In part, the letter states:
...it is likely not an efficient use of federal resources to focus enforcement efforts on individuals with cancer or other serious illnesses who use marijuana as part of a recommended treatment regimen ... and their caregivers.
We'll link to the letter when the Department of Justice sends it out
officially; [UPDATE: -- See below for letter] meantime, we're pulling excerpts from an article published this evening in the Star-Ledger in New Jersey.

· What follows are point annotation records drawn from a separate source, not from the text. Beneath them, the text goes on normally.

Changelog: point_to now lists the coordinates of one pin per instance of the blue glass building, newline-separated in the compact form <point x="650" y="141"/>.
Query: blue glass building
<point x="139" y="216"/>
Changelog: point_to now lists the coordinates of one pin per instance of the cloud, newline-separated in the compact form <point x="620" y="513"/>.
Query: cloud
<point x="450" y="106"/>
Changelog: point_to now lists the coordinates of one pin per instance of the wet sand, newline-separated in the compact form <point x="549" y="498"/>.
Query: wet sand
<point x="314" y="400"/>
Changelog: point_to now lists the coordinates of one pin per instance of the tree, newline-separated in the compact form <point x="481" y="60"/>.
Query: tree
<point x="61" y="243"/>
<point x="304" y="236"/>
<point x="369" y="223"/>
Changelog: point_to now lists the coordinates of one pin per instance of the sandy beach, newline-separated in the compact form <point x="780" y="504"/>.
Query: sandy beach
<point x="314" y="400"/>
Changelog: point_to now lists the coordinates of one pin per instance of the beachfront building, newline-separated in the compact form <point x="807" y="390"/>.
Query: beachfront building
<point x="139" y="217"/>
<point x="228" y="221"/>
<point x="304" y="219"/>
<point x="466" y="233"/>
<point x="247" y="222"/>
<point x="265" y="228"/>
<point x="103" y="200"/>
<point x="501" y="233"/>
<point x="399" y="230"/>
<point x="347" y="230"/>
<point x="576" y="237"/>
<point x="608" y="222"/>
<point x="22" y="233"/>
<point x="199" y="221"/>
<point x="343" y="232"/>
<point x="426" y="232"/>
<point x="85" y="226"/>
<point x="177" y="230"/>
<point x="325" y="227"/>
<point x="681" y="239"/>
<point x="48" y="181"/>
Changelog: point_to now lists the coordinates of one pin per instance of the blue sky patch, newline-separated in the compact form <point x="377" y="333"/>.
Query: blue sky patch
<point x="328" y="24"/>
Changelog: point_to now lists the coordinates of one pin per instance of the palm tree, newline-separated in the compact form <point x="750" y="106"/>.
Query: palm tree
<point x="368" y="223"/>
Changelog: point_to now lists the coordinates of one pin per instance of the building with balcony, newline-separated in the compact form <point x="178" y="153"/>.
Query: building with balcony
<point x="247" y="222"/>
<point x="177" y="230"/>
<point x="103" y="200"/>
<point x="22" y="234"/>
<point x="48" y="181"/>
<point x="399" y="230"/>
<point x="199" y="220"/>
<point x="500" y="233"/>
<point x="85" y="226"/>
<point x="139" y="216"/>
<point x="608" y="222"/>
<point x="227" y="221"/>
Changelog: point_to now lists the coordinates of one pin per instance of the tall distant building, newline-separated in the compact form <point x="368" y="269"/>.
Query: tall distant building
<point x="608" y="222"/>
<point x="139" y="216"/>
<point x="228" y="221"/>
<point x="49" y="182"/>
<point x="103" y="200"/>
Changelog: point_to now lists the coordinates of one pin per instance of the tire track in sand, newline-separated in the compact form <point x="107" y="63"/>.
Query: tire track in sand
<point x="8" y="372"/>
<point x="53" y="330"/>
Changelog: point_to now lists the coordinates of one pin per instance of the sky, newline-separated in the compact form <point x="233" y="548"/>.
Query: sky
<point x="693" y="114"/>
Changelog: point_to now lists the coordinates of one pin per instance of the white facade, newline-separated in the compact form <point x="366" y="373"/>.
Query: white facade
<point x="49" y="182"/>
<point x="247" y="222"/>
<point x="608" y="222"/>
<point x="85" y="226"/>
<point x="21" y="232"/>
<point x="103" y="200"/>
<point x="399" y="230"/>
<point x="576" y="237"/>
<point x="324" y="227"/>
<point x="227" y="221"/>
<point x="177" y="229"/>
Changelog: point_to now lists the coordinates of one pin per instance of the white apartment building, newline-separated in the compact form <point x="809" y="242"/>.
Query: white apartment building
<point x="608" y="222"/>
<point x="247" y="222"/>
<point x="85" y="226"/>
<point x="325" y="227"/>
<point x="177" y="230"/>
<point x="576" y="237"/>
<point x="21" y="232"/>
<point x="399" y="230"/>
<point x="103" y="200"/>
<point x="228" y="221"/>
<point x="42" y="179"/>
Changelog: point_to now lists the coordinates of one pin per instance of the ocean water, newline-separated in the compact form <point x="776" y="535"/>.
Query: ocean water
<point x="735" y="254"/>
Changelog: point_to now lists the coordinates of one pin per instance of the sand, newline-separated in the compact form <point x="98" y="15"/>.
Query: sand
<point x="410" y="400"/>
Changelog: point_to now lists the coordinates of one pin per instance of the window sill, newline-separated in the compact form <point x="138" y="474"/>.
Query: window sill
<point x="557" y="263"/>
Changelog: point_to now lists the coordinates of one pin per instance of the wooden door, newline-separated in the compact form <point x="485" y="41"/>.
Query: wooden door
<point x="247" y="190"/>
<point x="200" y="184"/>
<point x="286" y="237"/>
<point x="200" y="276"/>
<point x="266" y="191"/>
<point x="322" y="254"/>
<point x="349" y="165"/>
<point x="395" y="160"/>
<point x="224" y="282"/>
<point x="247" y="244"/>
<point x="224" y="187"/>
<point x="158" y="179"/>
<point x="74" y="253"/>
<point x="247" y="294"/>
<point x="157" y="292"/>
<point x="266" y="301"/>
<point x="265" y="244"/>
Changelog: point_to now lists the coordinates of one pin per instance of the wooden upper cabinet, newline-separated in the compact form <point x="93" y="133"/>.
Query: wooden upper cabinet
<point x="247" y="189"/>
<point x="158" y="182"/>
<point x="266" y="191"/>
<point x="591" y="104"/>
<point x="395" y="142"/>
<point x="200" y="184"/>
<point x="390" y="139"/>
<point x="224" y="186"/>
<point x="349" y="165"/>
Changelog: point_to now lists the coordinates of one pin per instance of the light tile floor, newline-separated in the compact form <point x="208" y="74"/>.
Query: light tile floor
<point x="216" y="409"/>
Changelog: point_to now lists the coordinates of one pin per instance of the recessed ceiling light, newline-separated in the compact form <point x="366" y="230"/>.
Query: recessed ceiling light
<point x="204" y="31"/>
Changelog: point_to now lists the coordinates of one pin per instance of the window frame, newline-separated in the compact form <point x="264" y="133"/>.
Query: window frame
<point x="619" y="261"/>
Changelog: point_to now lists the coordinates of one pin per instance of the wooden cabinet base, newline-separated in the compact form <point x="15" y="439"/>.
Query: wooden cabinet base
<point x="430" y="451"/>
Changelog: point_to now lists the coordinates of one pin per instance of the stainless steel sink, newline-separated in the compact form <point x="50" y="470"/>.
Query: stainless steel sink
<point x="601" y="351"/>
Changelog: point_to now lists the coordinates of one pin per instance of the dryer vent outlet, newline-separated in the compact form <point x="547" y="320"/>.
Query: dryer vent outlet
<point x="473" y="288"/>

The paper reports that the letter also states:
There has, however, been an increase in the scope of commercial cultivation, sale, distribution, and use of marijuana for purported medical purposes,'' according to the letter. "For example, within the past 12 months, several jurisdictions have considered or enacted legislation to authorize multiple, large-scale, privately operated industrial marijuana cultivation centers. Some of these planned facilities have revenue projections of millions of dollars based on the planned cultivation of tens of thousands of cannabis plants.''
[The Ogden Memo] never intended to shield such activities from federal law enforcement and prosecution, even when these activities purport to comply with state law...
The article's opener says, "State medical marijuana programs and the people who work for them are not likely to run afoul of federal law if they keep their operations small and controlled..."
Marijuana Deals Near You
It doesn't look like Cole's new letter explicitly states that state workers have some sort of amnesty from federal prosecution. On the other hand, it doesn't state that Arizona Department of Health Services employees are at risk of getting busted, either. No doubt, Obama doesn't want to go down in history as the guy who put DHS Director Will Humble behind bars simply for going along with the wishes of Arizona voters.
It seems unlikely, though, that the clarification will convince Governor Jan Brewer and state Attorney General Tom Horne that they must withdraw their attack on the voter-approved Arizona Medical Marijuana Act. The state leaders filed a declaratory judgment in federal court last month after Arizona U.S. Attorney Dennis Burke's May 2 letter about Arizona's program, and they also directed the Department of Health Services to reject applications for marijuana dispensaries.
As New Times revealed earlier this month, Horne had discussed the possibility of filing a declaratory judgment during a January meeting with the new law's chief opponent, Carolyn Short of Keep AZ Drug Free.
UPDATE: Other news outlets, some with the copy of the Cole letter that government officials have yet to send us, are taking a less optimistic viewpoint than we did with this post:
the420Times.com: Obama Administration Backtracks From "Ogden Memo"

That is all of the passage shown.